There was only one available spot to park and of course it was half a block away from my apartment. I got out of the car, said, “I can do this”, and unlocked all the doors. I took out a pair of little scissors I had, opened the back door. I hoisted myself up with both arms and then let go of one. With that one hand, I cut the strings that held the Christmas tree on the roof of my car. I slid it down the one side of my car, it toppled over and wow was it heavy. Was I going to make it half a block and then up two flights of stairs with a seven-foot tree? I was going to try. I started strong; I held it tight with both hands and lifted it up. I got pretty far before I had to put it down. I was tangled in it. The netting around the tree was caught on my jacket buttons. We were stuck together so I untwisted it and kept going. It kept happening repeatedly. I lugged it all the way up, by myself. I was so exhausted but the excitement in my feat overpowered that.

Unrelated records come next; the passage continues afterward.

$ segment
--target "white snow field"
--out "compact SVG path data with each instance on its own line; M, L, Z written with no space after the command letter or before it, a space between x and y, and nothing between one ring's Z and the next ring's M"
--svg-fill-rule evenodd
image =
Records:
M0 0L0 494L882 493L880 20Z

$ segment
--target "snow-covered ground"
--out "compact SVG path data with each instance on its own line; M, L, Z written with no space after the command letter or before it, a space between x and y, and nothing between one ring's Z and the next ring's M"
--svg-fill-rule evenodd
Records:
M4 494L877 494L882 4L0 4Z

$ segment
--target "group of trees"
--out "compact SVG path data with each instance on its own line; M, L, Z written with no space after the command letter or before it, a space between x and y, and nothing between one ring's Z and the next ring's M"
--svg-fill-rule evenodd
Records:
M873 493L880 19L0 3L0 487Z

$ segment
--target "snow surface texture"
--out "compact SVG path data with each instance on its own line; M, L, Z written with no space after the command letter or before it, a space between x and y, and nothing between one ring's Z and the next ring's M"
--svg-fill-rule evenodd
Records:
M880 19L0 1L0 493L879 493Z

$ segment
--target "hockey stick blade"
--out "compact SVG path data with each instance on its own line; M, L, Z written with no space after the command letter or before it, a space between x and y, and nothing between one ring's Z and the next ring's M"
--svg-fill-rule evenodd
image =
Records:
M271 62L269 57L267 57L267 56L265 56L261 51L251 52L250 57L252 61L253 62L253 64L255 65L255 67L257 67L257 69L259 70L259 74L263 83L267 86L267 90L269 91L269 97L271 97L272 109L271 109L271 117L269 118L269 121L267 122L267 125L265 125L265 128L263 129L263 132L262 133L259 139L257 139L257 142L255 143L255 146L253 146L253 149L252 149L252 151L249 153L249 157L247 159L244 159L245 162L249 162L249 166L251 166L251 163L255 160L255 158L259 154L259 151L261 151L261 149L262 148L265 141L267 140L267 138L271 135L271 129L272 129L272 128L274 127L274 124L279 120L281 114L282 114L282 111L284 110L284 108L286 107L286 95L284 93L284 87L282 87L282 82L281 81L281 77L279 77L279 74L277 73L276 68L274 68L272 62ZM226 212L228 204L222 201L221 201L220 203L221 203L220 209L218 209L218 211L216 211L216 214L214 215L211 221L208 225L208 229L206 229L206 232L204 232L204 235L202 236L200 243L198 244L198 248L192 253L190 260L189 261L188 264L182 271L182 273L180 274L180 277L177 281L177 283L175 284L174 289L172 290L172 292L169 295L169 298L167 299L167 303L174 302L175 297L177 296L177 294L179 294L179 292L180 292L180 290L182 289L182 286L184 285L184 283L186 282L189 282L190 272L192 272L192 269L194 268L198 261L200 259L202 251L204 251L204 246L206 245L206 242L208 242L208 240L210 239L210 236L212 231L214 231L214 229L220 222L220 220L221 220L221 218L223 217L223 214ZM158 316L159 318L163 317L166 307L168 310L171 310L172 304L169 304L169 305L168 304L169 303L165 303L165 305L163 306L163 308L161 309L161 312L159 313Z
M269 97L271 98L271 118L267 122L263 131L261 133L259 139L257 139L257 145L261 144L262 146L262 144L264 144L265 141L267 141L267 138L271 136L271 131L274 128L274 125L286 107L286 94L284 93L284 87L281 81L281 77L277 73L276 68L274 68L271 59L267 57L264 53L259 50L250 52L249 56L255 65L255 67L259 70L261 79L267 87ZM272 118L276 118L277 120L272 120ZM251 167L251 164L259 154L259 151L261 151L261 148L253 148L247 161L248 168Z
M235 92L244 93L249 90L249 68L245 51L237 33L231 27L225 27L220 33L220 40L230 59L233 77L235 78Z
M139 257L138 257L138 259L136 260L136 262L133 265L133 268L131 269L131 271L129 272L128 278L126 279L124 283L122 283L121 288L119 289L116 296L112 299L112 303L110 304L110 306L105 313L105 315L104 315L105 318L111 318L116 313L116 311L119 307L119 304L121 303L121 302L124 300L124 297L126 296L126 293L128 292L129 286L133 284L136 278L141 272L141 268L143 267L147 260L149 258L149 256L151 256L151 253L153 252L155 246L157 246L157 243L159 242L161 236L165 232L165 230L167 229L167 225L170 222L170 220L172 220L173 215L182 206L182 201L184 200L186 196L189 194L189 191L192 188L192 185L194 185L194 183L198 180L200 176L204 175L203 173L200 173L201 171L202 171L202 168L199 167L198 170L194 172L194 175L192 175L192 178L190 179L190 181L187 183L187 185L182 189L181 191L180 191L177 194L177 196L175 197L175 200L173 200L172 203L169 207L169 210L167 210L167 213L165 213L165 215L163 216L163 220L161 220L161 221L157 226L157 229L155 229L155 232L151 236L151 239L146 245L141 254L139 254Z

I placed the tree in its stand; I stood back and looked at it. It was beautiful but there were things that I was now noticing that I didn’t when I first picked it out. Each pine needle was individually attached to its branch. At the end of the branch there was a small cluster of small bulbs, it was as if a flower could sprout from it. In the inside, I found a dried up leaf. At first, it looked like a shriveled up piece of cigar paper. As I unrolled it I noticed the lines in the leaf, they were faint but still there. It was dead. The heart shape it once possessed crumbled into a million small pieces as I was holding it. I looked inside the branches for more signs of the trees natural surrounding but there were no more to be found. The branches at the top of the tree were very close together making it hard to see inside to the base of the tree. The branches at the bottom are sparse and the base is exposed. At the stump of the tree, there is a secretion of sap oozing out of the bark. It leaves me feeling melancholy. I lean down and touch it. It makes my fingers sticky and as I rub them together, the sap turns brown.